(ARC) The Serial Killer’s wife by alice hunter

Rating: 1 out of 5.

Psychological thrillers are a dime a dozen these days, and the author needs to have a very distinctive voice in order to stand out from the crowd and make a mark on the genre. This book – for me – failed to do that in every way that matters.

The Serial Killer’s Wife is about an upstanding family living in a small village outside of London. Tom, Beth and their daughter Poppy seem very happy. Tom has a good job and Beth runs one of those cafes where you paint vases and drink coffee. When the police knock on the door one evening, Beth is at first worried – has something happened to Tom? But no, it’s the opposite.

Tom may have happened to someone else. His ex-girlfriend, who is missing and presumed dead.

From there, the story spools into rather endless chapters of meandering – from Beth’s every thought, to Tom’s past, to the village gossip and Beth’s burgeoning friendship with a local widower, whose wife died the year before from anaphylactic shock. It’s all just sort of… there. Nothing really happens until the last few chapters, when the big “twist” is revealed – and yes, it’s a big one and it’s satisfyingly evil, but at the same time, I felt no glory in that discovery because I hadn’t enjoyed the journey.

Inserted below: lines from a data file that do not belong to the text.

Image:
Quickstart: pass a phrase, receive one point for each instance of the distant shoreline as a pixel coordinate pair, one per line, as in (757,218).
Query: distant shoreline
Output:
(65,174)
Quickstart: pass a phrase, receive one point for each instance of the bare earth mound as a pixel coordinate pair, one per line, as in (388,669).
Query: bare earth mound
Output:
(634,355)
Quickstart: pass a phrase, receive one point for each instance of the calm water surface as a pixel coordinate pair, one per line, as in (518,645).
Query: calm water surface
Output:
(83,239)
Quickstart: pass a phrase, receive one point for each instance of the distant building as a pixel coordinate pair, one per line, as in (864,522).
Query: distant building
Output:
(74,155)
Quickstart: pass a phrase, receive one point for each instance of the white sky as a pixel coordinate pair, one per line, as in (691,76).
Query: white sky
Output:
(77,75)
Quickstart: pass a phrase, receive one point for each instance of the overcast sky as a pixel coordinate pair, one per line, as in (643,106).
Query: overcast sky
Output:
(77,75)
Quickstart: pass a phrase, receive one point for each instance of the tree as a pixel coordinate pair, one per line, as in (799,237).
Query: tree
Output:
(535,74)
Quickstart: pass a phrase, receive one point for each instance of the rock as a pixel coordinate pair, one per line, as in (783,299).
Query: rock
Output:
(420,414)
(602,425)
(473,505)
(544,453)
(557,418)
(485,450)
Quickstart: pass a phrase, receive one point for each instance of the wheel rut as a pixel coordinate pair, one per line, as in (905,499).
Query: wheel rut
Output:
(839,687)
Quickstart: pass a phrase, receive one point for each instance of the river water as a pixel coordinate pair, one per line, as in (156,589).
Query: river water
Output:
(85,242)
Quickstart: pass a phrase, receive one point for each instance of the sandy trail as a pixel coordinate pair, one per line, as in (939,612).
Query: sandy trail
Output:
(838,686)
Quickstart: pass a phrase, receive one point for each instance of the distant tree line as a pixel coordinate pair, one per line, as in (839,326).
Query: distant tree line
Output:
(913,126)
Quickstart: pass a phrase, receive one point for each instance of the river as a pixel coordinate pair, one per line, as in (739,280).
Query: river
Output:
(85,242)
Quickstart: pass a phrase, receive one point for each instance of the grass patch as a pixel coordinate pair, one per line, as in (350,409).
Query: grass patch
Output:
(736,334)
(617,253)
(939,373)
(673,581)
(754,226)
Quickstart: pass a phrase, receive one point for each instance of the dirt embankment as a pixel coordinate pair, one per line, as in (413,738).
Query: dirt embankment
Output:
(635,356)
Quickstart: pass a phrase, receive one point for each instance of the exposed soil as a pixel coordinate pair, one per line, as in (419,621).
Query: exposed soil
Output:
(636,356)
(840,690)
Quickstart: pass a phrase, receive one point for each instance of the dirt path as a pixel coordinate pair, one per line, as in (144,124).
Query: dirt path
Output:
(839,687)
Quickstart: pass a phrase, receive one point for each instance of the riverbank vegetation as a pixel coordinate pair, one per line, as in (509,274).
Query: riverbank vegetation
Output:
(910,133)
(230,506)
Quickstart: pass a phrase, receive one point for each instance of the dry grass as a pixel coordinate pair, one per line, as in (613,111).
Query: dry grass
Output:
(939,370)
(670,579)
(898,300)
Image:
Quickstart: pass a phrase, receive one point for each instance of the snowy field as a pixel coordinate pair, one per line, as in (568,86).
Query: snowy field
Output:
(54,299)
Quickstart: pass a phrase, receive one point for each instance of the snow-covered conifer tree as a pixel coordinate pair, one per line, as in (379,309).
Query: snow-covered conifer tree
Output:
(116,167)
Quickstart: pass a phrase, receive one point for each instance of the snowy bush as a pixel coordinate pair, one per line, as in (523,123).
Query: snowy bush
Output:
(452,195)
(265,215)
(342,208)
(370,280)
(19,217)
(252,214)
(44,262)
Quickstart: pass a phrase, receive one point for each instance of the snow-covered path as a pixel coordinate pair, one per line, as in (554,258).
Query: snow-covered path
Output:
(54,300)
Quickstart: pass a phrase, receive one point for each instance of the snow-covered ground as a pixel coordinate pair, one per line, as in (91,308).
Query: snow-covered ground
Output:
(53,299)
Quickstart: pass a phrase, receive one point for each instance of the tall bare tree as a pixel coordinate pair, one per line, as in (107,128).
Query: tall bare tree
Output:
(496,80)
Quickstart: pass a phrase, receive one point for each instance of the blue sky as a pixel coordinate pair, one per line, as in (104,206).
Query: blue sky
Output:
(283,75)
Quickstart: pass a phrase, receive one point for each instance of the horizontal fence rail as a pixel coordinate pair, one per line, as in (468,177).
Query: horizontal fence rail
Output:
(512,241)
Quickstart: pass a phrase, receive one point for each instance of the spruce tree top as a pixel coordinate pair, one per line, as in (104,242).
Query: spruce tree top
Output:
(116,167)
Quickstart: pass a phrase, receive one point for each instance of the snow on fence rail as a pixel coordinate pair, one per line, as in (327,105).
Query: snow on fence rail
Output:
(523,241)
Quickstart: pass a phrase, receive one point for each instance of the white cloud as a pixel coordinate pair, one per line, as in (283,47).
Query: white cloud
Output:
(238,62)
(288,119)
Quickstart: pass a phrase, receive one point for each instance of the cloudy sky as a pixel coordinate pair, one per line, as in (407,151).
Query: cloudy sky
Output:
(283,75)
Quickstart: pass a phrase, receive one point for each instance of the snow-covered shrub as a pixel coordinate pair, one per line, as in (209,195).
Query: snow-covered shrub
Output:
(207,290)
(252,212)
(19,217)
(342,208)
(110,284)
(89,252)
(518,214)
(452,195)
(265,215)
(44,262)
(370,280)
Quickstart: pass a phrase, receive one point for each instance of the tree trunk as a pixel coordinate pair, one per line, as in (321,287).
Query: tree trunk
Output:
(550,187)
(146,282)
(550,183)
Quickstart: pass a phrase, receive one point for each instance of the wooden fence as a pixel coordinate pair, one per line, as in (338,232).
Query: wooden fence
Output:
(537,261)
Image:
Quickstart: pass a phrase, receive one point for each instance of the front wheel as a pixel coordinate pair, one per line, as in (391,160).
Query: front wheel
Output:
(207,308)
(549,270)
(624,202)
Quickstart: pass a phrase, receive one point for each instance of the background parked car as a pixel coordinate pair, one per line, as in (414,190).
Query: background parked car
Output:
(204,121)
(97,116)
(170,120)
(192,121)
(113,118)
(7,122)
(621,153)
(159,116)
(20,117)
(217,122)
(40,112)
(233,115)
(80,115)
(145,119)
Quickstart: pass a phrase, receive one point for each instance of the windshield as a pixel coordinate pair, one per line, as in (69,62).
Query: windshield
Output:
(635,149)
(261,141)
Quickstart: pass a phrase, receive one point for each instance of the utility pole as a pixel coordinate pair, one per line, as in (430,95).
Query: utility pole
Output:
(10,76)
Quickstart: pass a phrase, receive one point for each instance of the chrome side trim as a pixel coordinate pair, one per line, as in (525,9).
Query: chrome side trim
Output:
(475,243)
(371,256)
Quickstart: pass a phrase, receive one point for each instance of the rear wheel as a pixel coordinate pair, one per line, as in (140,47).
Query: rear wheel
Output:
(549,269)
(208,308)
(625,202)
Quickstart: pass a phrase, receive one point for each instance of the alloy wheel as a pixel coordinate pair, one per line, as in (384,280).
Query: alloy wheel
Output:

One of the main problems for me was the flat dialogue (NO ONE talks the way these characters do) and the unwillingness to really let Tom’s inner monologue reveal what a horrific person he truly is. There’s a sense of fakeness, of blandness and of holding back. Part of me thinks that’s because the author didn’t want to chance that she’d inadvertently reveal the twist. And that’s a problem – as I’ve ranted before, the notion that all books must have these enormous, Gone-Girl twists, is maddening.

Books can absolutely be thrilling and special without flipping the narrative on its head in the final pages. I promise.

Thank you to NetGalley for the arc in exchange for an honest review.